С этих пор командир БЧ-5 потерял покой. Оказалось, что он зоологически боится флагманского "деда". Капитан 2 ранга Журавлев на должность флагманского механика был назначен недавно, и с первых же дней не сработался с Крепским. Почувствовав склонность к лени, он с первых дней проявлял к подчиненному жесткость и при каждом удобном случае выводил его на "чистую воду".
Еще в базе Крепский усиленно расспрашивал коллег, сдававших "деду" курсовые задачи, о том, что можно предпринять и как "задобрить" сурового начальника, чтобы "спихнуть" задачу с первого раза. Наблюдая все это и зная своего меха, как "облупленного", командир предупредил, чтобы тот не мучился дурью, а готовил людей и корабль как положено, избегая авантюрных путей и сомнительных "вариантов". Иначе все закончится для него плачевно, а именно - парткомисией. Однако тот не унимался, продолжая попытки "поймать бога за бороду".
Как-то раз механик соседней лодки, значительно старше и опытнее Крепского, за "рюмкой чая", доверительно похлопав Диму по плечу, посоветовал тому не заморачиваться, а в нужное время просто накрыть "деду" стол. Поскольку речь шла о задаче Л-2, сделать это следовало в каюте на лодке. То есть поставить на стол бутылку спирта, бутылку воды, банку мясных и банку рыбных консервов, ну и хлеба, конечно.
В заключение старший товарищ заверил, что сам через это прошел, и все "проскочило на ура". Сомнения, конечно, оставались, но вариант этот механику сразу понравился, как наименее трудоемкий. После нескольких уточняющих вопросов на нем он и остановился.
И вот он настал, этот судный день…
Минут за двадцать до подхода торпедолова со штабом на борту, Крепский накрыл стол в точности, "как учили". Закрыв каюту, стармех направился в ЦП для встречи начальника.

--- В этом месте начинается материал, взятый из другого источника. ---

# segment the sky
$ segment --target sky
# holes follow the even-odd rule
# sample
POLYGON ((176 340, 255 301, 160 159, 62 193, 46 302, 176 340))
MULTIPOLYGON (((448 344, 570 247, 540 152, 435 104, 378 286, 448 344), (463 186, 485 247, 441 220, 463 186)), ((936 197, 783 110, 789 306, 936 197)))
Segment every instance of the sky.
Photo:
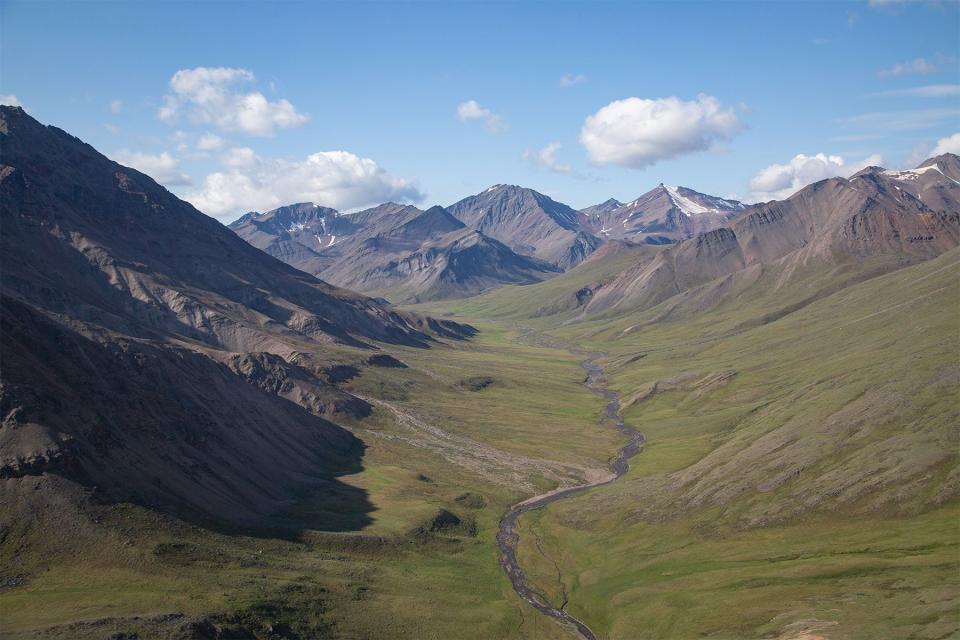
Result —
POLYGON ((783 198, 960 153, 960 3, 0 1, 0 103, 223 222, 783 198))

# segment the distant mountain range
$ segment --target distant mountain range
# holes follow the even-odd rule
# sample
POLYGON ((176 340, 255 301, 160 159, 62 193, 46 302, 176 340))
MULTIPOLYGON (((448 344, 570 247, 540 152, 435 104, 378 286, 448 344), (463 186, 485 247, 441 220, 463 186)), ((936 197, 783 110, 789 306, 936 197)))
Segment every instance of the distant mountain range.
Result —
POLYGON ((394 302, 456 298, 539 282, 559 269, 512 251, 443 207, 387 203, 341 214, 310 203, 230 225, 255 247, 326 281, 394 302))
POLYGON ((591 312, 655 304, 794 252, 807 266, 938 255, 957 244, 958 179, 957 156, 946 154, 906 171, 869 167, 757 205, 660 184, 628 203, 575 211, 532 189, 494 185, 427 212, 388 203, 344 215, 299 204, 230 226, 299 269, 400 302, 537 282, 611 241, 662 245, 580 292, 591 312))
POLYGON ((336 285, 394 302, 465 297, 575 267, 609 240, 669 244, 744 205, 660 185, 633 202, 576 211, 533 189, 494 185, 446 209, 386 203, 344 214, 313 203, 248 213, 237 235, 336 285))

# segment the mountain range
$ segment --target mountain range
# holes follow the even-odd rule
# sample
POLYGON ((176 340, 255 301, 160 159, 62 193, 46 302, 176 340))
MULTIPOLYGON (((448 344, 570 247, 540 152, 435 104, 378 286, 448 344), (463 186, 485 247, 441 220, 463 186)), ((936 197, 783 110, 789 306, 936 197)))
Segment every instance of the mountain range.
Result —
POLYGON ((382 204, 352 214, 311 203, 230 225, 255 247, 326 281, 395 302, 456 298, 558 271, 470 229, 443 207, 382 204))
POLYGON ((344 214, 313 203, 250 212, 229 226, 258 249, 336 285, 393 302, 468 297, 575 267, 609 240, 670 244, 744 205, 660 185, 582 211, 533 189, 494 185, 427 211, 385 203, 344 214))
POLYGON ((956 243, 956 176, 956 156, 947 154, 907 171, 869 167, 784 201, 745 205, 660 184, 631 202, 580 211, 532 189, 494 185, 425 212, 387 203, 342 214, 303 203, 248 213, 230 227, 298 269, 395 302, 539 282, 612 241, 664 249, 580 292, 590 312, 655 304, 800 249, 796 264, 805 266, 931 257, 956 243))

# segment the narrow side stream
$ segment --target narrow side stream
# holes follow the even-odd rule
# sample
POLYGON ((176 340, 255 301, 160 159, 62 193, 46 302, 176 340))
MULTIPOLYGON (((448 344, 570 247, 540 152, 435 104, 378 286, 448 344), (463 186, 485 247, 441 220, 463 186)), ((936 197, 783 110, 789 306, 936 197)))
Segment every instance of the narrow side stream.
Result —
POLYGON ((513 584, 513 590, 517 592, 517 595, 530 603, 530 605, 540 613, 559 620, 584 640, 596 640, 597 636, 584 622, 574 618, 564 609, 554 606, 542 594, 527 584, 523 569, 517 562, 517 546, 520 543, 520 532, 517 528, 517 520, 521 514, 527 511, 542 509, 551 502, 557 502, 558 500, 569 498, 578 493, 583 493, 587 489, 615 482, 617 478, 626 473, 627 469, 630 468, 630 458, 639 453, 640 447, 643 445, 643 434, 624 423, 623 417, 620 415, 619 394, 606 389, 602 383, 603 367, 598 365, 597 362, 605 356, 606 354, 604 353, 593 355, 584 360, 581 366, 587 370, 587 379, 583 383, 584 386, 607 400, 607 404, 601 414, 602 421, 604 423, 612 422, 618 431, 630 438, 630 442, 617 451, 617 455, 610 462, 609 477, 595 482, 581 484, 576 487, 556 489, 549 493, 544 493, 519 502, 510 507, 510 510, 500 518, 500 530, 497 532, 497 546, 500 548, 500 566, 503 567, 503 570, 507 573, 507 577, 510 578, 510 582, 513 584))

С прибытием Журавлева он бодро доложил о готовности корабля к сдаче задачи, предложив тому воспользоваться своей каютой. Ни о чем не подозревавший "дед" предложение принял молча, но не прошло и десяти минут, как вернулся в ЦП и спросил Крепского:
- Это что за спирт и консервы стоят на столике в Вашей каюте?
Без тени смущения Дима выдал:
- Так для Вас же, товарищ капитан 2 ранга, чтобы Вы посидели, расслабились, чтоб задача легче принималась...

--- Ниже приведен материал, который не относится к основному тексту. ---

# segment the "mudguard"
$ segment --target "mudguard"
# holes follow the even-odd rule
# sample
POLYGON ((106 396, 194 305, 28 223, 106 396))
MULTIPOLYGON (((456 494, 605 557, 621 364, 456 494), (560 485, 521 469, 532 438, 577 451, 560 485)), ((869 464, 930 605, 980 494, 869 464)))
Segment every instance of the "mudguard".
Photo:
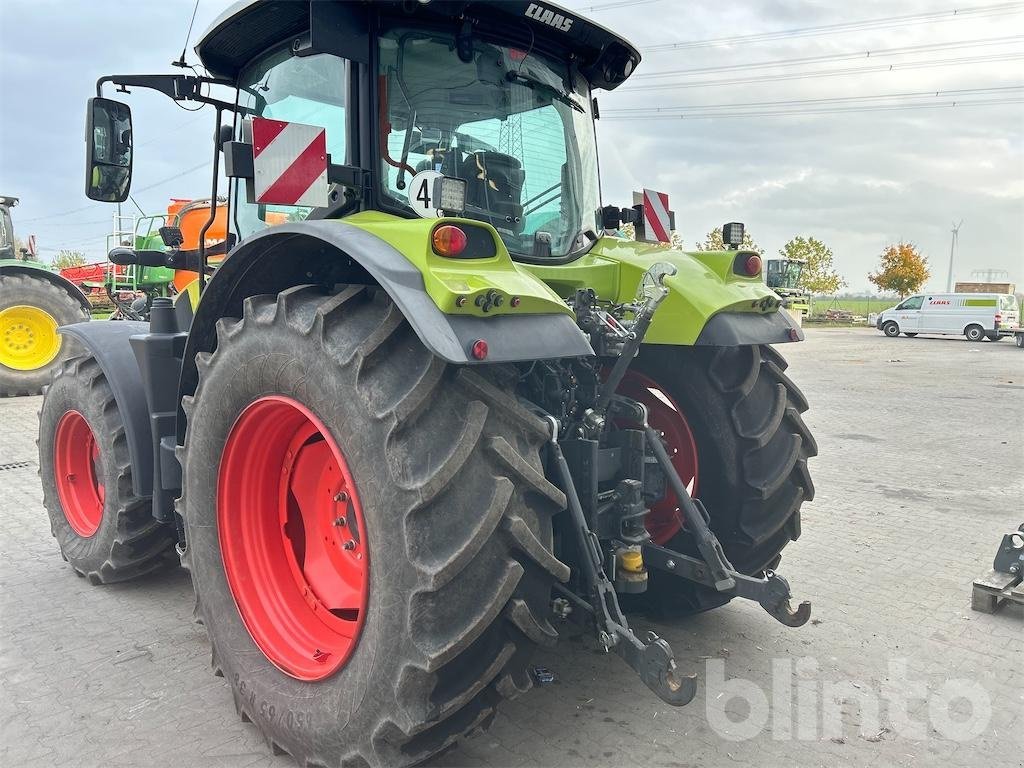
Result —
POLYGON ((788 312, 719 312, 707 321, 694 344, 698 347, 737 347, 803 340, 803 331, 788 312))
POLYGON ((5 275, 30 275, 32 277, 41 277, 44 280, 49 280, 62 291, 73 296, 75 301, 81 304, 82 308, 86 312, 92 312, 92 305, 89 303, 89 300, 85 298, 85 294, 82 293, 81 288, 61 274, 47 269, 42 264, 35 264, 31 261, 20 261, 18 259, 2 259, 0 260, 0 273, 5 275))
POLYGON ((128 340, 148 332, 149 323, 128 320, 76 323, 60 328, 60 333, 71 336, 89 350, 110 384, 124 424, 132 464, 132 491, 144 497, 153 493, 152 433, 142 374, 128 340))
POLYGON ((477 339, 488 343, 487 363, 593 354, 564 309, 487 317, 446 314, 428 294, 420 268, 395 246, 347 221, 321 220, 269 228, 231 252, 196 308, 185 359, 213 349, 217 319, 240 316, 247 296, 276 293, 302 283, 347 282, 380 285, 424 345, 450 363, 477 363, 470 353, 477 339))
POLYGON ((760 275, 736 269, 744 251, 685 252, 658 244, 602 237, 585 256, 566 263, 526 265, 559 295, 593 288, 601 298, 633 300, 643 273, 669 262, 676 274, 665 279, 669 295, 644 337, 647 344, 679 346, 780 344, 803 334, 779 297, 760 275), (795 332, 794 332, 795 331, 795 332))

Поняв вдруг, что несет околесицу, резко замолчал. А выслушав все, что о нем думает флагманский начальник, и вовсе сник.
На шум в ЦП с мостика спустился командир. Узнав от флагмеха, что задача от подводной лодки не принимается из-за неготовности к ней лично командира БЧ-5, приказал следовать в базу.

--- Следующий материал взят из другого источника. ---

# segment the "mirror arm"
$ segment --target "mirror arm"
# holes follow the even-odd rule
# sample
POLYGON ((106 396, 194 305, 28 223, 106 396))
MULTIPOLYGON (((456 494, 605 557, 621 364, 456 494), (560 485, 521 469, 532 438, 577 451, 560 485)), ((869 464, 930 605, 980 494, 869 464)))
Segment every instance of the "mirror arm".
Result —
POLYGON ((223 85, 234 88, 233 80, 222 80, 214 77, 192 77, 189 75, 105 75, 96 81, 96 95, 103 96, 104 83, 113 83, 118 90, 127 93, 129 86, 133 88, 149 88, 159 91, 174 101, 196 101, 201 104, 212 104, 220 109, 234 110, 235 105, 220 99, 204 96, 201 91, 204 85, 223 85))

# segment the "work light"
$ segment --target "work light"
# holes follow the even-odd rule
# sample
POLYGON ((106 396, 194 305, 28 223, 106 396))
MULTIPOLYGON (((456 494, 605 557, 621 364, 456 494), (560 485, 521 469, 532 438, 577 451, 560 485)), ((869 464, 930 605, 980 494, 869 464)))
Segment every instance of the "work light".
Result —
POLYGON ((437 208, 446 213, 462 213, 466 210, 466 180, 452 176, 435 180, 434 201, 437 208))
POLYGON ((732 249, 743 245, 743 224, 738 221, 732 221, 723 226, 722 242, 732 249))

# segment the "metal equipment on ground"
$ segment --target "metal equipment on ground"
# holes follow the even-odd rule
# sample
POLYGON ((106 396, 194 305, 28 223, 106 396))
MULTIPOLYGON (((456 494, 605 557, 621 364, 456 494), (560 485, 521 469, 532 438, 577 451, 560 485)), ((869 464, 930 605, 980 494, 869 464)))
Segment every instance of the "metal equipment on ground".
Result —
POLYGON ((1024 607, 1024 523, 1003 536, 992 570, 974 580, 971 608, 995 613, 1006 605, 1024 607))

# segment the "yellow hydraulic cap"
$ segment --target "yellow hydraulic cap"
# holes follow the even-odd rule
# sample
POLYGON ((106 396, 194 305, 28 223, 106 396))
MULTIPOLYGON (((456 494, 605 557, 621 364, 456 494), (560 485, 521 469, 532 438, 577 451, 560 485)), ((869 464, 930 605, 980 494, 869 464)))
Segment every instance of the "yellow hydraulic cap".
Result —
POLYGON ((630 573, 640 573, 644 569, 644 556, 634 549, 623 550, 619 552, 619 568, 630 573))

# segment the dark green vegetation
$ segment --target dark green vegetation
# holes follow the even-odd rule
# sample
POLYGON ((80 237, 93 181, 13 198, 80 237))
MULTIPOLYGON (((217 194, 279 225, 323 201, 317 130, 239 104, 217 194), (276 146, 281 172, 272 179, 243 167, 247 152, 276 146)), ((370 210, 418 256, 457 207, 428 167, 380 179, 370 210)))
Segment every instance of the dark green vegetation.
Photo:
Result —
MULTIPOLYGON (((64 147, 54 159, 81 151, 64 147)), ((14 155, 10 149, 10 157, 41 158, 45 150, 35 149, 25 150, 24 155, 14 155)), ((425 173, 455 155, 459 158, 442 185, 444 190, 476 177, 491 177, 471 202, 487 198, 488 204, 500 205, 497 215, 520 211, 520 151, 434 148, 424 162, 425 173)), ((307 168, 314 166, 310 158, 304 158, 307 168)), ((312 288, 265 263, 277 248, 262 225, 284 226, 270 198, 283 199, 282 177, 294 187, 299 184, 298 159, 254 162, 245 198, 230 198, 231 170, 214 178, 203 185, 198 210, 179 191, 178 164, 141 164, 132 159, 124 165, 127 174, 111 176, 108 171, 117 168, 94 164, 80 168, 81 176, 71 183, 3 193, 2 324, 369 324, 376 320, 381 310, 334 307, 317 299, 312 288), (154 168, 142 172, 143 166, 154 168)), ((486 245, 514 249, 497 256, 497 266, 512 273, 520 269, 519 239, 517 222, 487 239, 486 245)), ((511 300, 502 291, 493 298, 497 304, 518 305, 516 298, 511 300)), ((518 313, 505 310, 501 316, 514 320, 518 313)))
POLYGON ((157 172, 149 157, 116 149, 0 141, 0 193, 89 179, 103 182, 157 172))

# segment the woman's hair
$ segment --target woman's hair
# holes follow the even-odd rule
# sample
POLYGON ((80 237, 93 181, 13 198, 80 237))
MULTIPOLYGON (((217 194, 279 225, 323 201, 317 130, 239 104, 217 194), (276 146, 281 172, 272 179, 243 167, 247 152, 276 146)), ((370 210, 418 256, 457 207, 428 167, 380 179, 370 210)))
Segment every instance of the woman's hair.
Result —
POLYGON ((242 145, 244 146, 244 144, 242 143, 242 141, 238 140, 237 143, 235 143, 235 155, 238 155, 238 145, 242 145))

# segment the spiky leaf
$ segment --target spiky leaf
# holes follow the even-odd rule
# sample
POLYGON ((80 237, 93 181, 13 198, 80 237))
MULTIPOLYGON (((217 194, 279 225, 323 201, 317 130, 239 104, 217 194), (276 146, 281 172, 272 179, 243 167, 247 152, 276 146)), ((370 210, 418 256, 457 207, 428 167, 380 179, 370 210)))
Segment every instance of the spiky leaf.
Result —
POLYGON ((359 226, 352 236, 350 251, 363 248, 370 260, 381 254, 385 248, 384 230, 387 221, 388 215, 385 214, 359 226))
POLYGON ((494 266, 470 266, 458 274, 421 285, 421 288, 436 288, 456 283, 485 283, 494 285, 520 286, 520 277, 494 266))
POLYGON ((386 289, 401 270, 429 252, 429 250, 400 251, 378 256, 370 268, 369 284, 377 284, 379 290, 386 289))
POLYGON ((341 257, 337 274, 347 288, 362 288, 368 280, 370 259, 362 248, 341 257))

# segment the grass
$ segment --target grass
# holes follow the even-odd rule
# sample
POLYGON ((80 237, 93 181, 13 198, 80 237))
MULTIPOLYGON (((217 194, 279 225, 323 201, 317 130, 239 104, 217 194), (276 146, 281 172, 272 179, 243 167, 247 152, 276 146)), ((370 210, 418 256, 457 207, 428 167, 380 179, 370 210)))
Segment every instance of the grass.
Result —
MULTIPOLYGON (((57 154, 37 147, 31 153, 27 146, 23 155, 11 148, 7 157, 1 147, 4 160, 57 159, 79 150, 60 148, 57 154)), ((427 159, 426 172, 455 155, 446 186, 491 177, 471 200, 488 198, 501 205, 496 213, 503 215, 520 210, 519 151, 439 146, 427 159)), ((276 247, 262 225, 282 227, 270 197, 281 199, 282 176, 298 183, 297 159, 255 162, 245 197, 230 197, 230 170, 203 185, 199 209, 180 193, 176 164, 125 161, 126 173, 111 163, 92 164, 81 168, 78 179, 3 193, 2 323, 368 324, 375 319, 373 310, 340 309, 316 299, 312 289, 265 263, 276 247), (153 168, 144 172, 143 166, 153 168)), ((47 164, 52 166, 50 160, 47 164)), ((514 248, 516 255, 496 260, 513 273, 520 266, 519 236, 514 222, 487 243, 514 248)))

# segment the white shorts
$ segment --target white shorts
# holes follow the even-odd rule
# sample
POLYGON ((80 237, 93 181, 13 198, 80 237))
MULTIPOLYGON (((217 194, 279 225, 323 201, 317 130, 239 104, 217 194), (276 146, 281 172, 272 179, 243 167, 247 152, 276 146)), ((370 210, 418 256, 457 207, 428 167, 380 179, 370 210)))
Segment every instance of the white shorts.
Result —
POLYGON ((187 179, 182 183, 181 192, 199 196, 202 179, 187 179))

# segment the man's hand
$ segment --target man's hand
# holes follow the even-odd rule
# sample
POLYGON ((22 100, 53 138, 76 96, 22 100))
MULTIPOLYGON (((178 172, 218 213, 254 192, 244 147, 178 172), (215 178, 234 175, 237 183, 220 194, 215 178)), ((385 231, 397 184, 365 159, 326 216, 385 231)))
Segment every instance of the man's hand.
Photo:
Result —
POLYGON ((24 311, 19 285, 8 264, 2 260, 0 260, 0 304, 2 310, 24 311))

Механик соседней лодки, насоветовавший Крепскому организацию халявной сдачи курсовой задачи, Димкины обвинения с "кишкой" укоров впридачу воспринял спокойно, задав ему лишь один вопрос:
- Вот ты говоришь, что стол накрыл, как мы тогда решили, а банки с консервами были открыты?
Крепский тупо на него посмотрел и, помотав головой, вымолвил:
- Не-а....
- Так скажи на милость, за что тебе ставить положительную оценку то? Если ты даже банки старику поленился открыть и консервного ножа не положил? Что, ему их зубами вскрывать?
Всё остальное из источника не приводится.